Sonra bir yaz günü evinin önünde otururken; köyün çerçicisi geldi koşarak yanına.

“Ağam!” dedi. “Desem yıkılır mısın yoksa sevinir misin? Eski bir yaraya tuz mu atarım!”

“Anlat hele ne istersin. Haberin hayırlıysa tarla veririm, değilse çek git.”

“Kozan’daydım” dedi çerçi, “Mal satardım. Buğday almış kumaş verirdim. İki büklüm bir ihtiyar geldi yanıma. Saçları ak, gözlerinin feri sönmüş bir ihtiyar kadın. Oğul dedi nerelisin? Tanırlıyım ana dedim. Osman Ağa'yı bilir misin dedi. Bilirim elbet dedim. İnsan köyünün ağasını bilmez mi?

Kuşağından bir çıkını çıkarttı.

Aha bu elime tutuşturup, Osman ağaya söyle Senem ananın selamı var, yüreği yüreğinle birdir. Kimseye yar olmamıştır. Bir yayla kızı gibi sevmiş bir yayla kızı gibi sadık kalmıştır de. Ama gayrı her şey geçti.
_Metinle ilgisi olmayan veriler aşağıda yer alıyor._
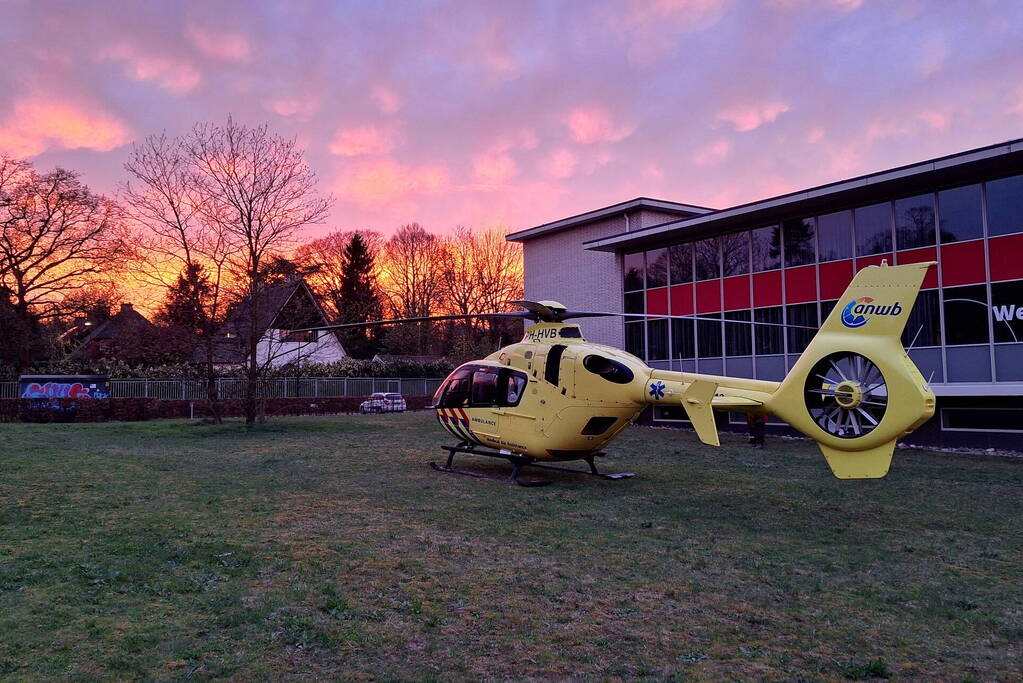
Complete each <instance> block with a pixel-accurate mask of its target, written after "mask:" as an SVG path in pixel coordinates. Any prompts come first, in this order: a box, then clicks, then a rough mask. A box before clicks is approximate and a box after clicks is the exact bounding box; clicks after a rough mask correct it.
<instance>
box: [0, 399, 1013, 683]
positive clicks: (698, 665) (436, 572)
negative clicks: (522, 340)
mask: <svg viewBox="0 0 1023 683" xmlns="http://www.w3.org/2000/svg"><path fill="white" fill-rule="evenodd" d="M724 442H725V445H724V448H721V449H712V448H709V447H704V446H702V445H699V444H698V443H697V442H696V440H695V438H694V436H693V435H692V434H684V432H678V431H673V430H666V429H652V428H633V429H631V430H629V431H627V432H626V434H625V435H624V436H623V437H622V438H621V439H620V440H619V441H618V442H616V444H615V445H614V447H613V448H612V449H611V452H610V457H609V458H608V459H607V461H605V463H604V465H605V466H606V467H607V468H609V469H621V470H631V471H635V472H636V473H637V474H638V475H637V476H636V477H635V479H632V480H624V481H619V482H608V481H601V480H592V479H588V477H581V476H573V475H564V476H562V475H560V474H557V473H553V474H552V475H551V479H554V480H555V483H554V485H552V486H550V487H546V488H540V489H523V488H519V487H514V486H507V485H503V484H499V483H496V482H491V481H481V480H476V479H471V477H465V476H457V475H453V474H444V473H439V472H434V471H433V470H431V469H429V468H428V467H427V466H426V462H427V461H428V460H431V459H437V458H439V457H440V456H441V451H440V450H439V447H440V445H441V444H443V443H445V441H444V435H443V432H442V431H441V430H440V429H439V428H438V427H437V425H436V423H435V422H434V420H433V417H432V416H431V415H429V414H427V413H414V414H405V415H381V416H349V417H330V418H291V419H277V420H274V421H272V422H271V423H269V424H267V425H264V426H261V427H257V428H246V427H244V425H242V424H239V423H232V424H225V425H223V426H219V427H215V426H210V425H196V424H191V423H187V422H181V421H159V422H136V423H110V424H74V425H56V424H53V425H24V424H3V425H0V677H9V678H13V679H37V678H58V677H59V678H73V679H74V678H78V679H94V678H107V679H114V678H117V679H122V678H135V677H138V678H157V679H161V678H186V677H197V678H209V677H218V676H231V677H235V678H243V679H249V678H274V677H306V678H314V677H362V678H384V679H395V678H403V679H405V678H411V679H422V678H433V679H437V678H440V679H464V678H478V677H492V678H520V677H531V678H547V677H550V678H567V677H572V678H591V677H592V678H633V677H646V678H652V679H663V678H669V677H676V678H681V679H685V678H696V679H765V678H766V679H788V680H841V679H847V678H871V677H875V676H890V677H892V678H903V679H906V678H914V679H919V678H938V679H942V680H994V679H1002V680H1011V679H1018V678H1019V677H1020V676H1021V675H1023V665H1021V662H1023V649H1021V641H1023V460H1012V459H997V458H988V457H978V456H959V455H946V454H930V453H922V452H916V451H910V452H899V453H897V454H896V460H895V462H894V464H893V467H892V472H891V474H890V475H889V476H888V477H887V479H886V480H882V481H874V482H839V481H837V480H834V479H832V476H831V474H830V473H829V471H828V469H827V466H826V464H825V462H824V460H822V459H821V458H820V457H819V455H818V454H817V453H816V452H815V451H814V450H813V448H812V447H811V446H810V445H809V444H807V443H803V442H792V441H780V440H774V441H772V442H771V443H769V445H768V448H767V449H766V450H765V451H750V450H748V448H747V447H746V446H745V445H744V444H743V443H742V441H741V440H740V439H739V438H738V437H732V436H725V437H724ZM483 466H484V467H487V466H488V465H486V464H484V465H483ZM489 467H490V468H491V469H495V470H496V469H499V468H500V465H499V464H497V463H494V464H492V465H489Z"/></svg>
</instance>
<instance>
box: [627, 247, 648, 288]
mask: <svg viewBox="0 0 1023 683" xmlns="http://www.w3.org/2000/svg"><path fill="white" fill-rule="evenodd" d="M622 262H623V263H622V265H623V270H624V271H625V275H624V278H623V280H624V282H625V291H632V290H634V289H642V271H643V256H642V252H639V253H638V254H626V255H625V257H624V258H623V259H622Z"/></svg>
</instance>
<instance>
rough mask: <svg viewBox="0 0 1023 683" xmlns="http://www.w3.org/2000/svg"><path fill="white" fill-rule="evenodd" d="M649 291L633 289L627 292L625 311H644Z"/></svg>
mask: <svg viewBox="0 0 1023 683" xmlns="http://www.w3.org/2000/svg"><path fill="white" fill-rule="evenodd" d="M646 301H647V293H646V292H642V291H632V292H629V293H627V294H625V313H643V311H644V304H646Z"/></svg>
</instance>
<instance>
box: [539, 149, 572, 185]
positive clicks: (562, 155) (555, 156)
mask: <svg viewBox="0 0 1023 683" xmlns="http://www.w3.org/2000/svg"><path fill="white" fill-rule="evenodd" d="M578 166H579V158H578V157H577V156H576V155H575V154H573V153H572V152H571V151H570V150H568V149H566V148H565V147H562V148H560V149H555V150H553V151H552V152H550V154H549V155H548V156H547V157H546V158H545V160H543V161H542V162H541V163H540V171H541V172H542V173H543V174H544V175H546V176H548V177H550V178H557V179H559V180H564V179H565V178H571V177H572V175H573V174H574V173H575V171H576V168H577V167H578Z"/></svg>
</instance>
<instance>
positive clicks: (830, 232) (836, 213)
mask: <svg viewBox="0 0 1023 683" xmlns="http://www.w3.org/2000/svg"><path fill="white" fill-rule="evenodd" d="M817 252H818V254H819V255H820V261H838V260H839V259H849V258H852V212H849V211H840V212H837V213H835V214H826V215H824V216H818V217H817Z"/></svg>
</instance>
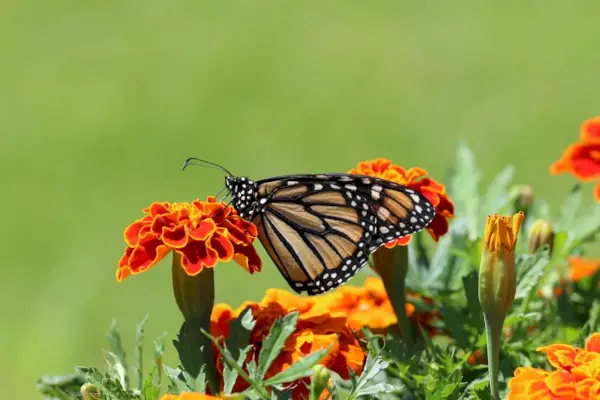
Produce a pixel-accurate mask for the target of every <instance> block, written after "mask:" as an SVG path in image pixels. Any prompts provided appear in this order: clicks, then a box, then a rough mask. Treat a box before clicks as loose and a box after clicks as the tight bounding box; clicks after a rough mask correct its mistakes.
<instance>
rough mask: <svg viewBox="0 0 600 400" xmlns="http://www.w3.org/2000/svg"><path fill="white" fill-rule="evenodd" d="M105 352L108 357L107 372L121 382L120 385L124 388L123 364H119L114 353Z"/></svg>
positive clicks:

Gelip aramaya, arayıp sormaya de. Ağam selam yerde kalmazmış getirdim sana.

Gayrı sen bilirsin" dedi çerçi.

Yüreğindeki kor yeniden yandı.

Osman Ağa'nın içinde kaynar bir şey aktı. Altınlar tarlalar verdi çerçiye. At hazırlattı, yanında iki adam düştü Kozan'ın yoluna. Osman Ağa, Telli Senem’le buluştu mu buluşmadı mı pek bilinmiyor.

Bildiğimiz tertemiz sevdaları, sevgileri, aşkları günümüze kadar dillere destan olup günümüzde hâlâ konuşulur ve yazılır olmasıdır.

Sevdiklerinizin kıymetini bilin. Güneş gibi, Ay gibi olun. Aydınlatın birbirinizin dünyasını.

Karanlıktan aydınlığa giden yolunuz hep açık olsun.